Oleh Raka Iskandar
Beberapa hari yang lalu saya menyaksikan video klip di Youtube sebuah
single baru dari vlogger Karin Novilda atau Awkarin yang tengah
menjadi sorotan publik sosial media akhir-akhir ini. Sempat melejit karena
kehidupan dan asmara kontroversialnya, ia seolah ingin menunjukkan “pembalasan yang
berkelas” atas serbuan kritik melalui “BAD”, sebuah karya kolaborasi dengan rapper
Young Lex. That’s pretty well, Awkarin, perhatian kami untukmu
sekarang.
Rasanya tak etis jika saya ikut menghujat Awkarin, terlepas dari
banyaknya nada sumbang seputar karya pembalasan Awkarin tersebut, saya lebih
suka menafsirkan lirik yang banyak mengungkapkan kekesalan Awkarin akan para haters.

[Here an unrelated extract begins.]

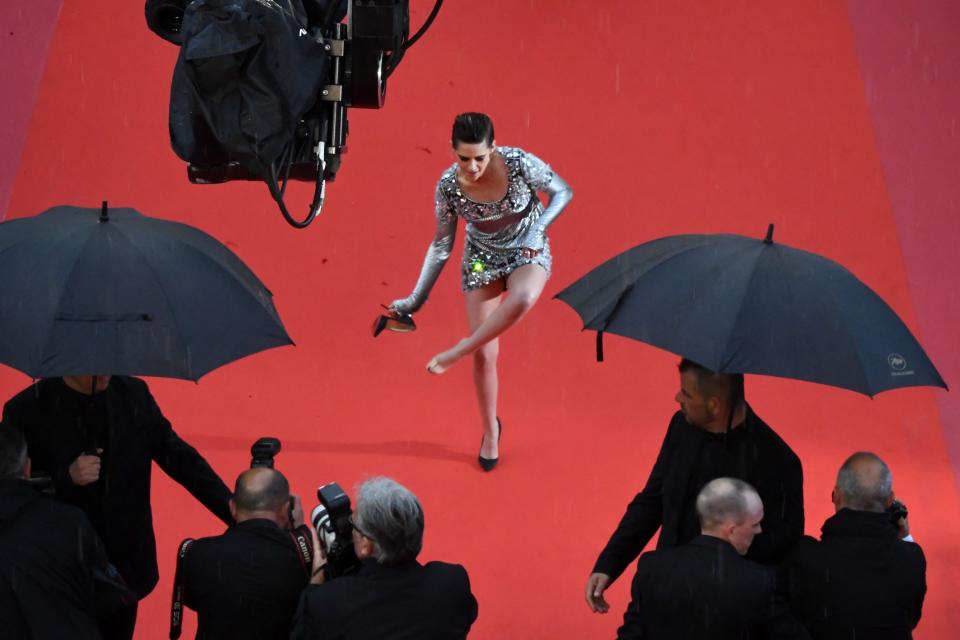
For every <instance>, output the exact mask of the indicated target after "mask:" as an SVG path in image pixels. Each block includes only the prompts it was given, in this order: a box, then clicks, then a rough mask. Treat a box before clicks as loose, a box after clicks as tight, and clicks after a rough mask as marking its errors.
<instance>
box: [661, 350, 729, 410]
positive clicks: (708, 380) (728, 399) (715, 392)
mask: <svg viewBox="0 0 960 640" xmlns="http://www.w3.org/2000/svg"><path fill="white" fill-rule="evenodd" d="M677 368H678V369H679V370H680V373H686V372H687V371H689V372H691V373H693V375H694V377H695V378H696V379H697V390H698V391H699V392H700V393H701V394H703V395H704V396H706V397H708V398H721V399H722V400H723V401H724V402H728V401H729V400H730V396H731V392H732V393H733V401H734V404H736V403H737V402H738V401H740V400H743V374H742V373H717V372H716V371H712V370H710V369H708V368H706V367H705V366H703V365H702V364H698V363H696V362H694V361H693V360H690V359H689V358H683V359H682V360H680V364H678V365H677Z"/></svg>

Makna yang paling kentara saya tangkap adalah penampilannya selama ini adalah simbol ketidakmunafikan. Singkatnya, don’t
judge by it’s cover. Right, Awkarin ?
Jika berbicara mengenai korelasi antara penampilan, prestasi dan attitude,
banyak sekali perdebatan. Perang statement seperti “boleh nakal asal
pintar dan berprestasi”, “penampilan modis tapi otak kosong”, “yang rapi belum
tentu baik” dan lain-lain. Sulit rasanya menakar hal-hal tersebut saling berkolerasi karena sejauh ini juga belum ada
penelitian yang mengungkap hal tersebut. Namun masih saja banyak oknum-oknum
yang mengaitkan ketiganya.
Perlu digarisbawahi disini adalah,
bagaimana seseorang menempatkan dirinya dalam ruang publik tertentu. Kita berada di
Indonesia, negara yang menjunjung tinggi nilai-nilai Pancasila sebagai dasar negara.

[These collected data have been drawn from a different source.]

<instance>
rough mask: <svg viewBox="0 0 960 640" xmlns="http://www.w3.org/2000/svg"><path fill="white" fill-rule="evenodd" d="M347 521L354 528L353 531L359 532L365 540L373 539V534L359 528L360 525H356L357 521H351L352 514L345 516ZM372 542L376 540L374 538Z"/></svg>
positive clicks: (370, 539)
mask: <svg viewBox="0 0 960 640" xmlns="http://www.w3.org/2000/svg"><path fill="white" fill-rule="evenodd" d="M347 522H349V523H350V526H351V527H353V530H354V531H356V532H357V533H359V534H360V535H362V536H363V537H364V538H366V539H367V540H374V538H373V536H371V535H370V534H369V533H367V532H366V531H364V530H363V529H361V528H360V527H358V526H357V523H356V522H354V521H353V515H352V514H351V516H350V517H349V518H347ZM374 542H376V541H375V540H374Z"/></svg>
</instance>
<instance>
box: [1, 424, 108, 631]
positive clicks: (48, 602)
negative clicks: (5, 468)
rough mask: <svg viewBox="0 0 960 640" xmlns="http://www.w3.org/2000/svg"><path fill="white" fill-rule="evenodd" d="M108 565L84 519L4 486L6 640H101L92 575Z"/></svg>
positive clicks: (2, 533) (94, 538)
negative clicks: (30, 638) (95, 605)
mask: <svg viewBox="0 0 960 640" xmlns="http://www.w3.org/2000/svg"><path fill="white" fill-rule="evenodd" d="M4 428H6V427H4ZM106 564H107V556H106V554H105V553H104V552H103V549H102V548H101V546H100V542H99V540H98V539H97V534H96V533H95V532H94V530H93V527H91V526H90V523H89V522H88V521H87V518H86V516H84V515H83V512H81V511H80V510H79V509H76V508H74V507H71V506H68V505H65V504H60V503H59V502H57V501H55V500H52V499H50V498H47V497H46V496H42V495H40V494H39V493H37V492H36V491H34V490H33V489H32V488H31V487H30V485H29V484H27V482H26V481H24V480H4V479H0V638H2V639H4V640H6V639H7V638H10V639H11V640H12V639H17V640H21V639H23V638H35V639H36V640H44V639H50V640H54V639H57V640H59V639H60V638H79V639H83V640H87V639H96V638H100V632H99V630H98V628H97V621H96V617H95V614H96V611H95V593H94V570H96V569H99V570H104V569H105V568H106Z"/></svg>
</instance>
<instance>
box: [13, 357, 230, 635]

Seolah sudah digariskan, kita mewarisi nilai-nilai bangsa Timur yang
menghormati sikap, kelakuan, budi pekerti dan penampilan yang luhur. Namun di
sisi lain, kita tinggal dalam sebuah sistem yang menghormati kebebasan yang
bertanggung jawab. Kita bebas berekspresi, berkarya dan berpendapat asal berada
di koridor yang sesuai dengan nilai-nilai masyarakat.

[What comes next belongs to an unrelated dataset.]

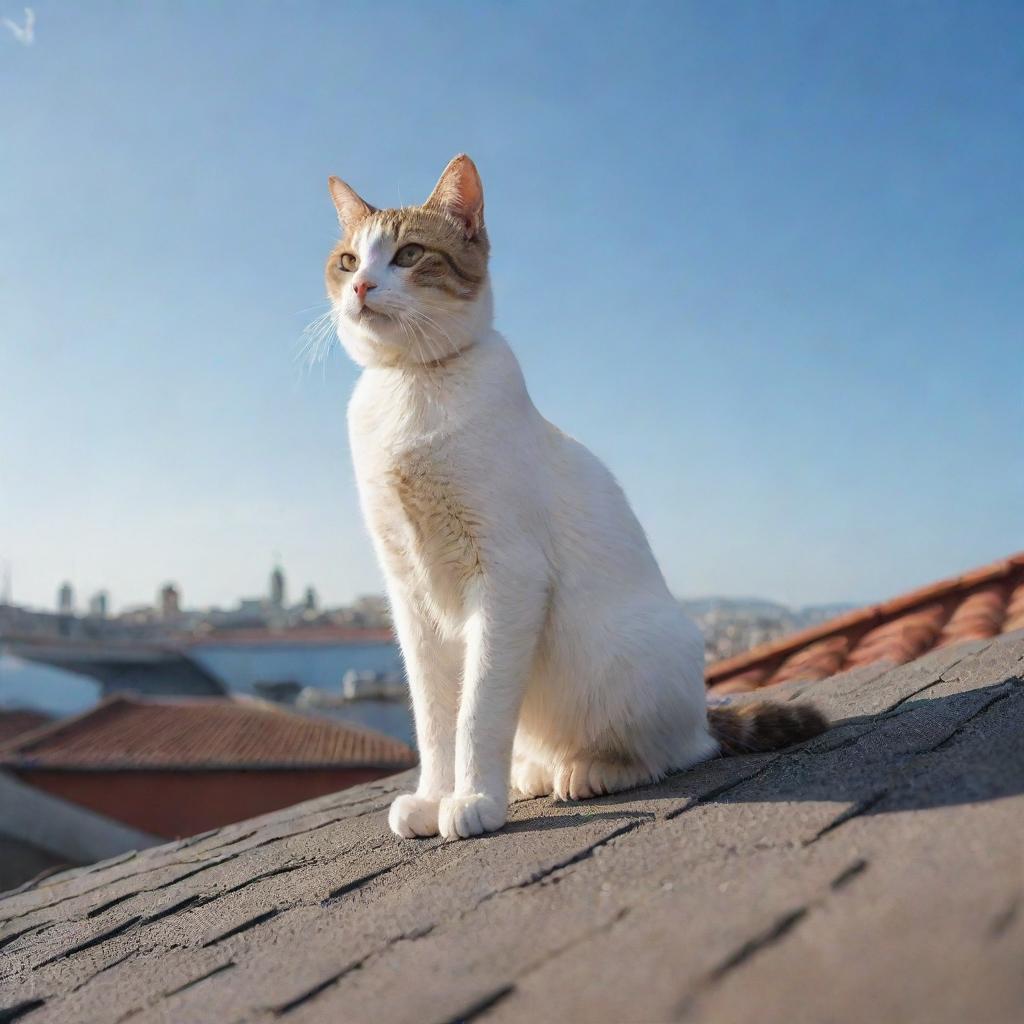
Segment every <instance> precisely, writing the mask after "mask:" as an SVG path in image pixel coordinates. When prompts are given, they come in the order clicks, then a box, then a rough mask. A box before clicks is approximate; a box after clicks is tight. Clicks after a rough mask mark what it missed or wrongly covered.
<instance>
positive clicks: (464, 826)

Naasnya yang terjadi saat ini, justru bergesernya pemahaman akan
kebebasan itu sendiri. Kebebasan sekarang lebih dimaknai sebagai kreativitas
tanpa batas yang member influence pada orang banyak. Tak jarang,
nilai-nilai sosial dikorbankan. Pada akhirnya, definisi dari kebebasan
bertanggungjawab beralih menjadi kebebasan karepe dewe, prestasi adalah
bentuk pertanggungjawabannya. Kritik orang akan pelanggaran rambu-rambu sosial,
hantam !
Dan pada akhirnya, itulah kenyataan saat ini. Kita tidak bisa
menilai begitu saja penampilan seseorang, kebebasan berkarya seseorang dan attitude
seseorang dengan versi benar-salah yang menjadi standar kita. Kita berawal dari
bangsa yang luhur, marilah kembali pada keluhuran kita sebagai Indonesia. Saya
hanya berharap akan lahir generasi-generasi kreatif seperti Awkarin yang
berlandaskan koridor identitas bangsa ini. Sebagaimana salah satu dosen pernah
mengatakan pada saya “anda adalah humas bagi diri anda sendiri”.